Compte rendu : La SaintéLyon 2019

Dimanche matin, 8h39, j’entre dans la Halle Tony Garnier à Lyon, trempée et pleine de boue après une nuit blanche infernale, et pourtant, à cet instant là j’ai le sourire aux lèvres et plus rien ne peut m’arrêter. Comment est-ce que je suis arrivée là ? Récit de ma deuxième SaintéLyon, la course qu’on adore détester. 

Avant Course

Samedi, 9h30, le coup d’envoi est donné dans la halle Tony Garnier, mais pas celui de ma course : on est venus avec les copains marseillais encourager notre pote Ayoub, qui s’élance avec environ 300 fadas sur la LyonSaintéLyon (alias la 180 pour les intimes).
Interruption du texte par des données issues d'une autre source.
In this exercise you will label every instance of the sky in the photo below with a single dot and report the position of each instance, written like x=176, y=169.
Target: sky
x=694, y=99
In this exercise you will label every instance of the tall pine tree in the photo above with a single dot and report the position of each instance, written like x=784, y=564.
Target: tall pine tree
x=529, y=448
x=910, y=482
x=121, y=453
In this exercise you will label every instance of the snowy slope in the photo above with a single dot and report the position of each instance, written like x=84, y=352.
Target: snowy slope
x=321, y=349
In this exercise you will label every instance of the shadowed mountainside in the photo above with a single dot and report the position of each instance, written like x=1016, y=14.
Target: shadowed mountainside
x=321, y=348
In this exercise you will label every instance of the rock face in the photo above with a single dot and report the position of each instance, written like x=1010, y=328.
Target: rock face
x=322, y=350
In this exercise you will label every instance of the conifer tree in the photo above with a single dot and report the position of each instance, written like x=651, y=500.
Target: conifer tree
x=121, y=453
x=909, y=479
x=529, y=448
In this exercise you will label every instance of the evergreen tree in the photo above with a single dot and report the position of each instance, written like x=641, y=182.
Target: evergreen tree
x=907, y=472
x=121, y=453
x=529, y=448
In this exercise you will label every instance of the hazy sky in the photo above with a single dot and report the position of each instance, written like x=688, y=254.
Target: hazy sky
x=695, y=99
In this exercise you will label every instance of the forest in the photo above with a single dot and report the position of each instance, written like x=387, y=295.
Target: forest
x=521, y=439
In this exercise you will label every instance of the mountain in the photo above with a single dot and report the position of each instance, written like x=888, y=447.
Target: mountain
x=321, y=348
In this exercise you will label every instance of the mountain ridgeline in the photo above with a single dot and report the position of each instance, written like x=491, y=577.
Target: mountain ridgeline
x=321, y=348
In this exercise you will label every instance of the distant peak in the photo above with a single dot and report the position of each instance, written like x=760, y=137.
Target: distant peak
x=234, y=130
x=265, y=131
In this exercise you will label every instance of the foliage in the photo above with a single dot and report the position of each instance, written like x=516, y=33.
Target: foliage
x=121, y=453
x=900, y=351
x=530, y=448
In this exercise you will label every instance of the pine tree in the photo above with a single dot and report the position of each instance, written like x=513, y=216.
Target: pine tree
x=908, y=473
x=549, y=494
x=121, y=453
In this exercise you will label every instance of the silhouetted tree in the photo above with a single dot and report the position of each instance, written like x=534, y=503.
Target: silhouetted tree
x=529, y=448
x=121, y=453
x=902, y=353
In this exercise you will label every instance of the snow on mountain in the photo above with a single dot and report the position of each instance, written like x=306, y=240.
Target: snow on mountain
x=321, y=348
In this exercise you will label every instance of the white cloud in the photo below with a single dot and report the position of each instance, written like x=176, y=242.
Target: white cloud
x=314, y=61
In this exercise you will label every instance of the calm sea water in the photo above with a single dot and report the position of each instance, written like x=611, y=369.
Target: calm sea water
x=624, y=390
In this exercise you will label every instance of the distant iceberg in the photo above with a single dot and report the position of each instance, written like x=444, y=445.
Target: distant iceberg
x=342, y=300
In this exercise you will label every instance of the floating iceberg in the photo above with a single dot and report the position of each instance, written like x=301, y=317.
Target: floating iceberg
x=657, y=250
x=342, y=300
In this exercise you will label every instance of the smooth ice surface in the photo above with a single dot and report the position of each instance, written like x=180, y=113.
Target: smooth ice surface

Pas de navette pour eux, ils partent en courant jusqu’à Saint-Etienne … avant de reprendre le départ de la Saintélyon ce soir. Une belle balade de 152 bornes ! Les voir partir me donne des frissons, et je suis presque jalouse, mais en fait… ouais non, la navette c’est bien aussi.

Le reste de la journée file à toute vitesse, entre tour du salon, tentatives échouées de sieste, pronostics hasardeux sur la météo et choix définitif de la tenue; et à 18h on se dirige vers les navettes avec Jerôme, Jeff, Xavier (les copains marseillais) & Olivier, l’organisateur du Trail de Serre Chevalier rencontré la semaine précédente sur le Trail Meltonic. Les gens nous regardent un peu bizarrement parce qu’on est en short, mais je suis convaincue d’avoir fait le bon choix: il ne fait pas si froid que ça, en revanche aucun doute il va pleuvoir, et rien de pire qu’un legging imbibé d’eau qui ne sèche pas.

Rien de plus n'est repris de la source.